Little Eyolf

  • Date:
    Saturday, December 27, 1997

    The story concerns the emotional turmoil of Alfred Allmers and his wife Rita. When their crippled child drowns, dark secrets and facts come to the surface. We discover that their son Eyolf, was crippled while Alfred and Rita were making love, which is a cause of great guilt for them both. We also discover that Alfred only married Rita for her money and beauty, not because he loved her. Alfred also has an unhealthy love for his half-sister Asta, verging on incest. This is a powerful deep symbolic play, revealing dark secrets and feelings.

    The acting is of the highest quality and is full of passion and emotion. Robert Glenister is Alfred, a writer who, while struggling to write a book, decides all of a sudden to dedicate his life to making his son happy. But has he done this for the right reasons? Robert Glenister puts in probably the best performance of his career, with breathtaking emotion that is believable, powerful and convincing. Joanne Pearce is equally superb, if not better in her performance as Rita, his wife who is very jealous of both her son Eyolf and her husband's half-sister Asta. She plays the obsessive, tortured wife with scary realism and force. Derbhle Crotty as Asta and Damian Lewis as Borgbejm, a engineer who is in love with Asta, both perform fine, but are overshadowed by the brilliance of Glenister and Pearce.

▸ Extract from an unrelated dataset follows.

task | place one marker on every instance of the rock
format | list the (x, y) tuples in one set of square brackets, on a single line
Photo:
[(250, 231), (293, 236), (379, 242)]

    The most symbolic part of the play is the scene with the Rat Wife played by Bridget Turner. It is the Rat Wife's job to hunt down rodents, and when she visits the Allmer's household she asks if there is anything gnawing away in their house! Although the Allmer's keep saying no, the Rat Wife persists on asking if they are sure. Obviously Ibsen is not referring to rats here, but to guilt, secrets and misery!

    The play has received favourable reviews from the popular press. NICK CURTIS of THE EVENING STANDARD says, "Adrian Noble's staging is as good as any you are likely to see." JOHN GROSS of THE DAILY TELEGRAPH says " Adrian Noble's admirable production reveals it for the masterpiece it is." JEREMY KINGSTON of THE TIMES says it is a "grippingly persuasive drama".

    Little Eyolf is a dark and sad play, and if not produced exactly right will bore you silly. However, this production is almost perfect. It will not appeal to everybody, but it is a must for anyone who loves serious theatre with powerful acting.